THE KEY TO MANAGEMENT OF SOIL – PLANT – WATER RELATIONSHIP
Soil is the voluminous upper part of the earth crust that consists
of unconsolidated inorganic particles and organic fragments with pore
spaces between and within them. Pore spaces contain soil air, and
soil solution. In other words, soil volume consists of solid, liquid
and gaseous phases.
It is inside the pores that soil-plant-water relate physically, chemically and biologically and provide a dynamic open system for the growth of land plants.
During a heavy rainfall or over irrigation, water fills the pore spaces above the capacity of the pores. Water runs out of the pores
and turns into runoff. Soil particles get washed and take plant nutrients away. This super-saturation causes oxygen to become rare to the
roots. The normal soil-water-plant relationship alters and in its place an inhospitable environment for plants now exists while the stability of the soil has been compromised and water becomes a potential destructive force.

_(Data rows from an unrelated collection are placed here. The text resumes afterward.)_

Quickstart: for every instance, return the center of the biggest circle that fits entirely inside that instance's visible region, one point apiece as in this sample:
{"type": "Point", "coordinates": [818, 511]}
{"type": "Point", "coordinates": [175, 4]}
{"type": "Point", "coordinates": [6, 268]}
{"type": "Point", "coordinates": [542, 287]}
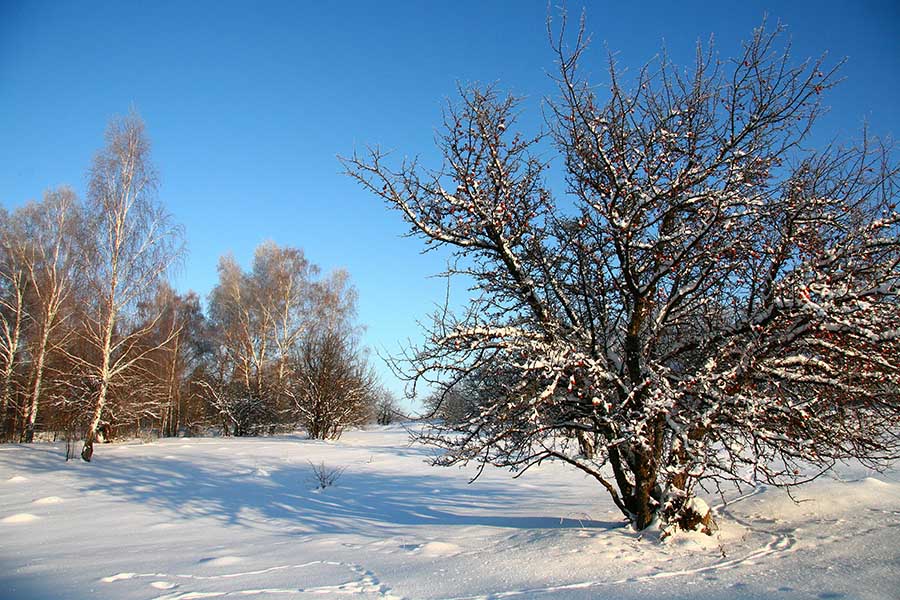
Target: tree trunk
{"type": "Point", "coordinates": [36, 388]}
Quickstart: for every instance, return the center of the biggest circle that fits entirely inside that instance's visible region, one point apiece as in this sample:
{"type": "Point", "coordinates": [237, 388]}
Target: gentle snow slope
{"type": "Point", "coordinates": [240, 518]}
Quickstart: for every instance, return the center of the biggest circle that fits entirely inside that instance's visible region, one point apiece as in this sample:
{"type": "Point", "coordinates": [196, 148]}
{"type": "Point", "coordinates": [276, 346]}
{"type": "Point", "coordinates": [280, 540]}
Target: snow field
{"type": "Point", "coordinates": [226, 518]}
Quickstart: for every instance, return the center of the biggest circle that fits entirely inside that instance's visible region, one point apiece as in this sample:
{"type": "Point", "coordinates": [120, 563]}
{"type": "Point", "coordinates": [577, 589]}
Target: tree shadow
{"type": "Point", "coordinates": [363, 500]}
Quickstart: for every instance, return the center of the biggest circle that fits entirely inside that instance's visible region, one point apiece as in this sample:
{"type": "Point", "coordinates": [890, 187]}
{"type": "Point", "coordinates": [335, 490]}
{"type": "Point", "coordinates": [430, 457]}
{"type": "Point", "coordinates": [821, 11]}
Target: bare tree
{"type": "Point", "coordinates": [136, 244]}
{"type": "Point", "coordinates": [710, 302]}
{"type": "Point", "coordinates": [258, 319]}
{"type": "Point", "coordinates": [334, 386]}
{"type": "Point", "coordinates": [52, 228]}
{"type": "Point", "coordinates": [13, 315]}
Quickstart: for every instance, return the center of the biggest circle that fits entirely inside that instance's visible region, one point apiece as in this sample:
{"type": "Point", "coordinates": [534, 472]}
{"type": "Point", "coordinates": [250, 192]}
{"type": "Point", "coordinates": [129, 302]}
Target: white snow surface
{"type": "Point", "coordinates": [241, 518]}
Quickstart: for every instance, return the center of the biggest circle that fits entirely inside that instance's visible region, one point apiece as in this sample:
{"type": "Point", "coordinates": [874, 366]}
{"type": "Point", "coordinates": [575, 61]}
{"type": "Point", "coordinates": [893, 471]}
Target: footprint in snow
{"type": "Point", "coordinates": [221, 561]}
{"type": "Point", "coordinates": [48, 500]}
{"type": "Point", "coordinates": [432, 549]}
{"type": "Point", "coordinates": [20, 518]}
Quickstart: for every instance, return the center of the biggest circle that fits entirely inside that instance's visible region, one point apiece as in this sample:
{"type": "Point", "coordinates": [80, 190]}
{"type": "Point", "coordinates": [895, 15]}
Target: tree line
{"type": "Point", "coordinates": [95, 342]}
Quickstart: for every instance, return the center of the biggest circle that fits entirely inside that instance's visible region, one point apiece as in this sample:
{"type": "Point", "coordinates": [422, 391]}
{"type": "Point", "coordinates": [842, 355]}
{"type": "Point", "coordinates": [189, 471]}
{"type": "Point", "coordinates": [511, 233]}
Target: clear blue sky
{"type": "Point", "coordinates": [247, 105]}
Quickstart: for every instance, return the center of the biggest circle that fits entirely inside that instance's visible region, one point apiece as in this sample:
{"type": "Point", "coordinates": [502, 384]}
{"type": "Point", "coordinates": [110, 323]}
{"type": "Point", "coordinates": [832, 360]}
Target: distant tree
{"type": "Point", "coordinates": [711, 301]}
{"type": "Point", "coordinates": [136, 243]}
{"type": "Point", "coordinates": [258, 318]}
{"type": "Point", "coordinates": [386, 408]}
{"type": "Point", "coordinates": [334, 386]}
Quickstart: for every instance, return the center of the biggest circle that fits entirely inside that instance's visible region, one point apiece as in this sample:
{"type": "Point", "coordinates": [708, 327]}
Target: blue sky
{"type": "Point", "coordinates": [248, 104]}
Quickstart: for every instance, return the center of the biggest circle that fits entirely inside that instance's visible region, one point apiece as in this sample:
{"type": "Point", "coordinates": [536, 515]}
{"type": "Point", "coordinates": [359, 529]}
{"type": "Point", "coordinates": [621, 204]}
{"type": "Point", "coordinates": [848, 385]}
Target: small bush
{"type": "Point", "coordinates": [325, 476]}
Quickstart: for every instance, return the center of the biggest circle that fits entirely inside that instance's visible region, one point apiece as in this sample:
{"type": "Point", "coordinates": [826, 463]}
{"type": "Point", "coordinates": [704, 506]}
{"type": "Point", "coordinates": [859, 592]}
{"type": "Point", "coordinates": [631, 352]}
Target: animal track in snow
{"type": "Point", "coordinates": [363, 581]}
{"type": "Point", "coordinates": [48, 500]}
{"type": "Point", "coordinates": [20, 518]}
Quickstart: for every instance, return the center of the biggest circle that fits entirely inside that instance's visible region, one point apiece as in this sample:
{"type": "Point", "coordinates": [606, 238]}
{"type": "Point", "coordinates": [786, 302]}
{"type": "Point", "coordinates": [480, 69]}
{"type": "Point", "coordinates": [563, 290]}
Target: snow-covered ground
{"type": "Point", "coordinates": [213, 518]}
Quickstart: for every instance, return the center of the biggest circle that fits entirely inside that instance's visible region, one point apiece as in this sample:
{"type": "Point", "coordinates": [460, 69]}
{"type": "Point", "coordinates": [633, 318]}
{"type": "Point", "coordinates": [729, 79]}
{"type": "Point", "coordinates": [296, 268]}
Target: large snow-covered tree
{"type": "Point", "coordinates": [136, 244]}
{"type": "Point", "coordinates": [710, 300]}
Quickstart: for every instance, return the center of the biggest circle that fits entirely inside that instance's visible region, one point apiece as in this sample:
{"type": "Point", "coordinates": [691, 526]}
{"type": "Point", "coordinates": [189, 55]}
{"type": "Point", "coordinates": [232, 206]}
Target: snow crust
{"type": "Point", "coordinates": [193, 518]}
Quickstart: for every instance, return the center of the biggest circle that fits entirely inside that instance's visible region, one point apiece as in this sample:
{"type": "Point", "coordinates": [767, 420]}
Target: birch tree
{"type": "Point", "coordinates": [136, 244]}
{"type": "Point", "coordinates": [13, 315]}
{"type": "Point", "coordinates": [710, 301]}
{"type": "Point", "coordinates": [52, 228]}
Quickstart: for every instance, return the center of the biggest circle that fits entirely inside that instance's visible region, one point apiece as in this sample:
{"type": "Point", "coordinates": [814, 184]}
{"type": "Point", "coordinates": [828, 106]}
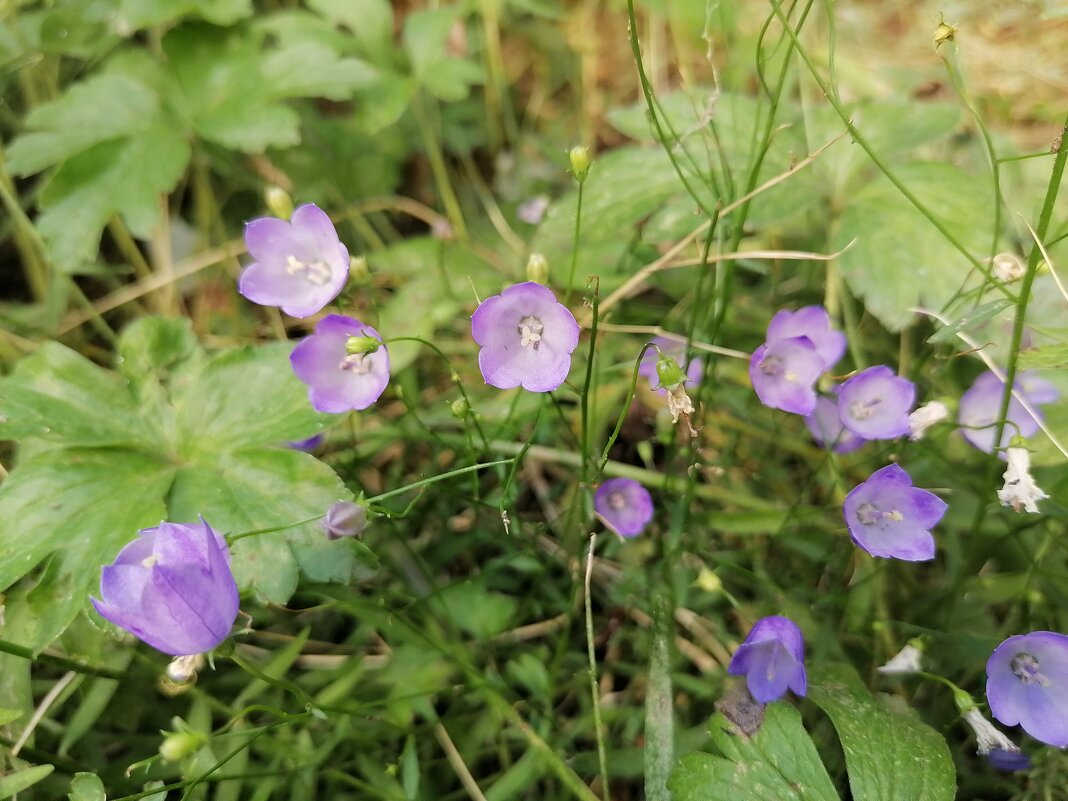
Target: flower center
{"type": "Point", "coordinates": [1025, 669]}
{"type": "Point", "coordinates": [530, 329]}
{"type": "Point", "coordinates": [315, 272]}
{"type": "Point", "coordinates": [356, 363]}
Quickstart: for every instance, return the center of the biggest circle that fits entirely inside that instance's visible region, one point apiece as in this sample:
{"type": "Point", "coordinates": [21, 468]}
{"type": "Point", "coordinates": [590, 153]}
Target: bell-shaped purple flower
{"type": "Point", "coordinates": [784, 374]}
{"type": "Point", "coordinates": [827, 429]}
{"type": "Point", "coordinates": [980, 406]}
{"type": "Point", "coordinates": [172, 587]}
{"type": "Point", "coordinates": [1027, 685]}
{"type": "Point", "coordinates": [527, 339]}
{"type": "Point", "coordinates": [888, 517]}
{"type": "Point", "coordinates": [875, 404]}
{"type": "Point", "coordinates": [814, 323]}
{"type": "Point", "coordinates": [624, 505]}
{"type": "Point", "coordinates": [771, 659]}
{"type": "Point", "coordinates": [340, 380]}
{"type": "Point", "coordinates": [300, 265]}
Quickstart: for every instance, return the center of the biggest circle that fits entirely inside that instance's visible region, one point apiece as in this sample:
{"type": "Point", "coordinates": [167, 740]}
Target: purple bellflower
{"type": "Point", "coordinates": [784, 374]}
{"type": "Point", "coordinates": [624, 505]}
{"type": "Point", "coordinates": [888, 517]}
{"type": "Point", "coordinates": [300, 265]}
{"type": "Point", "coordinates": [527, 339]}
{"type": "Point", "coordinates": [827, 429]}
{"type": "Point", "coordinates": [980, 406]}
{"type": "Point", "coordinates": [340, 380]}
{"type": "Point", "coordinates": [875, 404]}
{"type": "Point", "coordinates": [172, 587]}
{"type": "Point", "coordinates": [771, 659]}
{"type": "Point", "coordinates": [814, 323]}
{"type": "Point", "coordinates": [1027, 685]}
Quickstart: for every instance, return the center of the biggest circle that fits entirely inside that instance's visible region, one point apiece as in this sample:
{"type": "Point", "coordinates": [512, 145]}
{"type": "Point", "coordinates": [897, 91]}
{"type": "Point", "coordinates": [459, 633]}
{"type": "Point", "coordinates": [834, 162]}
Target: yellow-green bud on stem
{"type": "Point", "coordinates": [279, 202]}
{"type": "Point", "coordinates": [361, 345]}
{"type": "Point", "coordinates": [537, 269]}
{"type": "Point", "coordinates": [579, 157]}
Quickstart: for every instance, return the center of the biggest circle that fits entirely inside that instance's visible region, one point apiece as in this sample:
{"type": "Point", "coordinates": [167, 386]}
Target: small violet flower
{"type": "Point", "coordinates": [527, 339]}
{"type": "Point", "coordinates": [1027, 685]}
{"type": "Point", "coordinates": [888, 517]}
{"type": "Point", "coordinates": [341, 380]}
{"type": "Point", "coordinates": [172, 587]}
{"type": "Point", "coordinates": [300, 265]}
{"type": "Point", "coordinates": [624, 505]}
{"type": "Point", "coordinates": [827, 429]}
{"type": "Point", "coordinates": [772, 659]}
{"type": "Point", "coordinates": [875, 403]}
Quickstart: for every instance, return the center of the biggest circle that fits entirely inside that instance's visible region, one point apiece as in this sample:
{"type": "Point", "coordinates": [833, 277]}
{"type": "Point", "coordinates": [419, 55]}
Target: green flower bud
{"type": "Point", "coordinates": [537, 269]}
{"type": "Point", "coordinates": [279, 202]}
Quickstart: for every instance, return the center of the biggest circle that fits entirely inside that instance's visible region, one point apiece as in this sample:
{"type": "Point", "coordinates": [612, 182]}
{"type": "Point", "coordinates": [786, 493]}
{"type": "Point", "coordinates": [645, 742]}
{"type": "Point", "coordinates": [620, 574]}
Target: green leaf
{"type": "Point", "coordinates": [95, 110]}
{"type": "Point", "coordinates": [124, 176]}
{"type": "Point", "coordinates": [779, 763]}
{"type": "Point", "coordinates": [14, 783]}
{"type": "Point", "coordinates": [900, 260]}
{"type": "Point", "coordinates": [63, 397]}
{"type": "Point", "coordinates": [890, 753]}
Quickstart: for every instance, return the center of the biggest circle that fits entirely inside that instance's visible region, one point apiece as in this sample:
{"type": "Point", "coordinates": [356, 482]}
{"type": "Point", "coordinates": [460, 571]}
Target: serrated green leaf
{"type": "Point", "coordinates": [900, 260]}
{"type": "Point", "coordinates": [890, 753]}
{"type": "Point", "coordinates": [14, 783]}
{"type": "Point", "coordinates": [95, 110]}
{"type": "Point", "coordinates": [124, 177]}
{"type": "Point", "coordinates": [779, 763]}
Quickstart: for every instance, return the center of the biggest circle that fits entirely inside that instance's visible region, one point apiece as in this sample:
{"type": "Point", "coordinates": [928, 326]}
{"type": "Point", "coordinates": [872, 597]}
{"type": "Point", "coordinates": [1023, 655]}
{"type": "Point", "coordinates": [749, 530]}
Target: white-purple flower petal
{"type": "Point", "coordinates": [1027, 685]}
{"type": "Point", "coordinates": [340, 381]}
{"type": "Point", "coordinates": [888, 517]}
{"type": "Point", "coordinates": [300, 265]}
{"type": "Point", "coordinates": [527, 339]}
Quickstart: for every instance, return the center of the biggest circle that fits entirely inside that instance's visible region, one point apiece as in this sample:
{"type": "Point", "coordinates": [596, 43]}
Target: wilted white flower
{"type": "Point", "coordinates": [925, 417]}
{"type": "Point", "coordinates": [1020, 489]}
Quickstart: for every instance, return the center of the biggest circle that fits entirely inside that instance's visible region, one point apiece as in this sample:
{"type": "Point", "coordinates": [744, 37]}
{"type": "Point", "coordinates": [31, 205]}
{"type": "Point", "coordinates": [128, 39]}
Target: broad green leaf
{"type": "Point", "coordinates": [63, 397]}
{"type": "Point", "coordinates": [260, 488]}
{"type": "Point", "coordinates": [899, 258]}
{"type": "Point", "coordinates": [890, 753]}
{"type": "Point", "coordinates": [124, 176]}
{"type": "Point", "coordinates": [14, 783]}
{"type": "Point", "coordinates": [95, 110]}
{"type": "Point", "coordinates": [779, 763]}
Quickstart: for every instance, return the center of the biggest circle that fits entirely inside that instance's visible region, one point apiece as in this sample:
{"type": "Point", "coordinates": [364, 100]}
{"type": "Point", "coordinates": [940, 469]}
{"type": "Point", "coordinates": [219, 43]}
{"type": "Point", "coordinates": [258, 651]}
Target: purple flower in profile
{"type": "Point", "coordinates": [338, 379]}
{"type": "Point", "coordinates": [1027, 685]}
{"type": "Point", "coordinates": [300, 265]}
{"type": "Point", "coordinates": [888, 517]}
{"type": "Point", "coordinates": [980, 406]}
{"type": "Point", "coordinates": [676, 350]}
{"type": "Point", "coordinates": [827, 429]}
{"type": "Point", "coordinates": [172, 587]}
{"type": "Point", "coordinates": [875, 404]}
{"type": "Point", "coordinates": [814, 323]}
{"type": "Point", "coordinates": [784, 374]}
{"type": "Point", "coordinates": [624, 505]}
{"type": "Point", "coordinates": [771, 659]}
{"type": "Point", "coordinates": [527, 339]}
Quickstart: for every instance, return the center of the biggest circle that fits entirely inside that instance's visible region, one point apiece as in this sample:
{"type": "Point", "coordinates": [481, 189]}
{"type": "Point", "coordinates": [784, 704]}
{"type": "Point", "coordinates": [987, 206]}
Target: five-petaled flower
{"type": "Point", "coordinates": [624, 505]}
{"type": "Point", "coordinates": [888, 517]}
{"type": "Point", "coordinates": [340, 380]}
{"type": "Point", "coordinates": [300, 265]}
{"type": "Point", "coordinates": [172, 587]}
{"type": "Point", "coordinates": [1027, 685]}
{"type": "Point", "coordinates": [772, 659]}
{"type": "Point", "coordinates": [527, 339]}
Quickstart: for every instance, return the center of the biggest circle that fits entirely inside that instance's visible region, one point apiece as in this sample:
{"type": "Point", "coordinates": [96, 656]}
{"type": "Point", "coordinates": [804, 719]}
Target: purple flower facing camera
{"type": "Point", "coordinates": [172, 587]}
{"type": "Point", "coordinates": [888, 517]}
{"type": "Point", "coordinates": [300, 265]}
{"type": "Point", "coordinates": [771, 659]}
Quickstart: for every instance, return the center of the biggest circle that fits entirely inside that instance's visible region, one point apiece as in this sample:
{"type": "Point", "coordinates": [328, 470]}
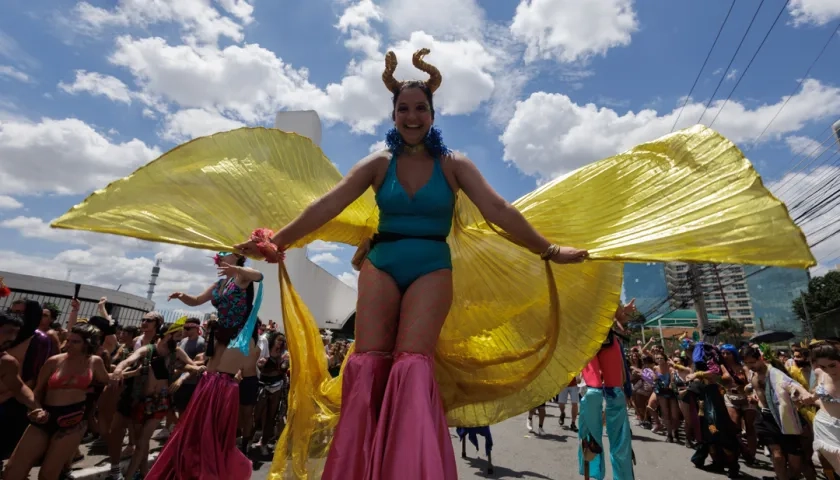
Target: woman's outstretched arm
{"type": "Point", "coordinates": [191, 301]}
{"type": "Point", "coordinates": [499, 211]}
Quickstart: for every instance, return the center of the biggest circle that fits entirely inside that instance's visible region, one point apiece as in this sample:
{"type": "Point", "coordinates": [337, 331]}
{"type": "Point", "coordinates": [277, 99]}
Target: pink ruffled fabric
{"type": "Point", "coordinates": [203, 446]}
{"type": "Point", "coordinates": [362, 390]}
{"type": "Point", "coordinates": [412, 439]}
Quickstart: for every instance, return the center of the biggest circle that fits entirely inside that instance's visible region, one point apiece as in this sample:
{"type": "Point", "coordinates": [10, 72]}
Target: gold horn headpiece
{"type": "Point", "coordinates": [394, 85]}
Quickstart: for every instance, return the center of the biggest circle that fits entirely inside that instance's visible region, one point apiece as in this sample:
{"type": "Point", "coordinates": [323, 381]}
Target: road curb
{"type": "Point", "coordinates": [100, 472]}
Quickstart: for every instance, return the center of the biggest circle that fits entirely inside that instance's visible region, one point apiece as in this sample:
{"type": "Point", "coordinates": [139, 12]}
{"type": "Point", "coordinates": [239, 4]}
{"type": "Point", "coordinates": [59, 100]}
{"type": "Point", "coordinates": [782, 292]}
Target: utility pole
{"type": "Point", "coordinates": [722, 293]}
{"type": "Point", "coordinates": [694, 276]}
{"type": "Point", "coordinates": [809, 331]}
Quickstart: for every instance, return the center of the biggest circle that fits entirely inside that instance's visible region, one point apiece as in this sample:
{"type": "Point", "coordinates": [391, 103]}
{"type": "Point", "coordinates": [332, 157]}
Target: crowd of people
{"type": "Point", "coordinates": [729, 402]}
{"type": "Point", "coordinates": [94, 381]}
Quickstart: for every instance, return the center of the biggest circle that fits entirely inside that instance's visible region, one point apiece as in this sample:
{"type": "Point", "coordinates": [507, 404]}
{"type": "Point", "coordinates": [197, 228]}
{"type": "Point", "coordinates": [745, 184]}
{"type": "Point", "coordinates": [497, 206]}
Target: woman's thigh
{"type": "Point", "coordinates": [377, 310]}
{"type": "Point", "coordinates": [62, 447]}
{"type": "Point", "coordinates": [425, 306]}
{"type": "Point", "coordinates": [28, 451]}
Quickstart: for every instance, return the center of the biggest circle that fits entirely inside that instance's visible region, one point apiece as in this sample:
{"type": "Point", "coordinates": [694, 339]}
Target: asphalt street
{"type": "Point", "coordinates": [518, 454]}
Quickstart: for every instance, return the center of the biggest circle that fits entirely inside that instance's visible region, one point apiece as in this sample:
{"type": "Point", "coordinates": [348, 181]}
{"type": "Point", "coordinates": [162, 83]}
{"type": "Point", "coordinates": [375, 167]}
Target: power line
{"type": "Point", "coordinates": [723, 75]}
{"type": "Point", "coordinates": [744, 73]}
{"type": "Point", "coordinates": [825, 147]}
{"type": "Point", "coordinates": [798, 84]}
{"type": "Point", "coordinates": [696, 79]}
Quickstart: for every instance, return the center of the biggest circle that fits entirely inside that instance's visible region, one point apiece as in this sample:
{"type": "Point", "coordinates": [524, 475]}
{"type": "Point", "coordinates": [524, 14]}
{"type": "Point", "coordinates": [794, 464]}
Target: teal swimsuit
{"type": "Point", "coordinates": [412, 232]}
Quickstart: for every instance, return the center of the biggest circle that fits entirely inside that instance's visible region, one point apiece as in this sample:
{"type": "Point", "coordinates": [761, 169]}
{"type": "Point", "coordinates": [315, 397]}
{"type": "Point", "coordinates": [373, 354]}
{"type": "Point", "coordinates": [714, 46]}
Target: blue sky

Quantity of pores, their shapes and magnitudes depend on the geometrical and mineralogical properties of the surrounding inorganic soil separates, their extent and their physical arrangements, or simply their textural classification and structure. A variation in soil texture creates changes in the sizes of pores, their mineralogical constituents and their chemical activities. Adequate knowledge of soil texture can contribute to
the proper management of soil-plant-water relationship and consequently
an efficient irrigation system while avoiding the hazards of erosion.